I look down at my empty tray that perches lightly on the cold metal racks of the cafeteria island. Round white plates line the silver shelves in the middle. There are no healthy choices at Birchwood High School, except if you count the salads, which most people do. I don’t. Most swim in a sea of oily dressings. ‘No, I don’t really see anything that looks good today. I guess I’m not really hungry.’

She’s looking at me in a weird way.

‘I had a big breakfast,’ I quickly add.

She eventually nods and gets back to choosing between tomato pasta or a ham and cheese roll for lunch.

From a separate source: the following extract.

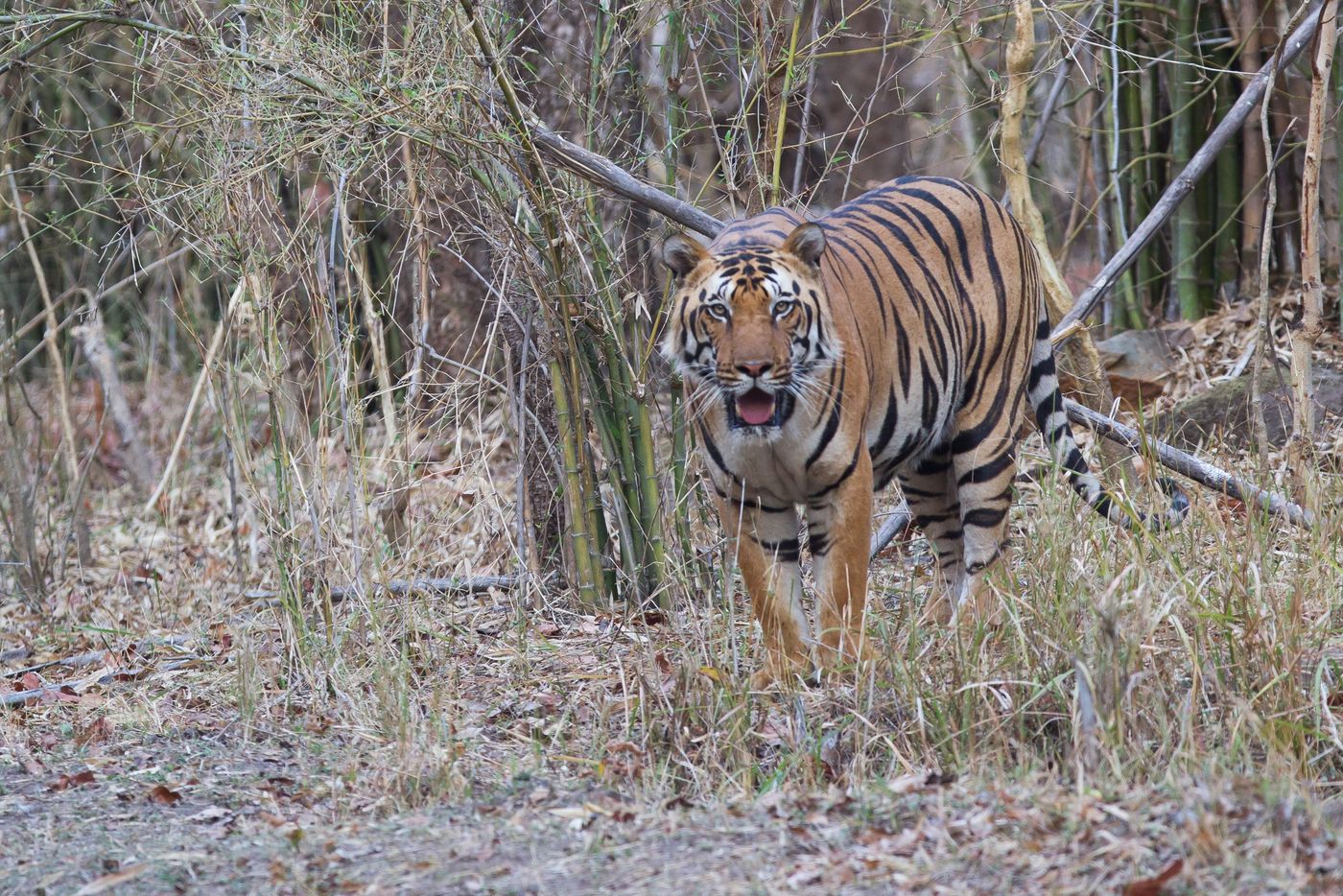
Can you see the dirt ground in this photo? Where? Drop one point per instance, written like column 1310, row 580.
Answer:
column 188, row 738
column 207, row 811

She’s the only girl at school that I know who doesn’t talk about her weight, or know the number of calories in a KitKat, or even read those magazines that claim to have ‘the secret for losing a dress size in a week’. Which they don’t because no magazine can tell the public that if they actually want to lose a dress size in one week then they’d basically have to starve themselves for that whole week.

I would give anything to have Ulana’s confidence, her self-assurance.

But maybe not her parents. Gone would be my quiet evenings with Steve alone in the house if I had her parents. No, I’d be sneaking out back to meet my boyfriend too.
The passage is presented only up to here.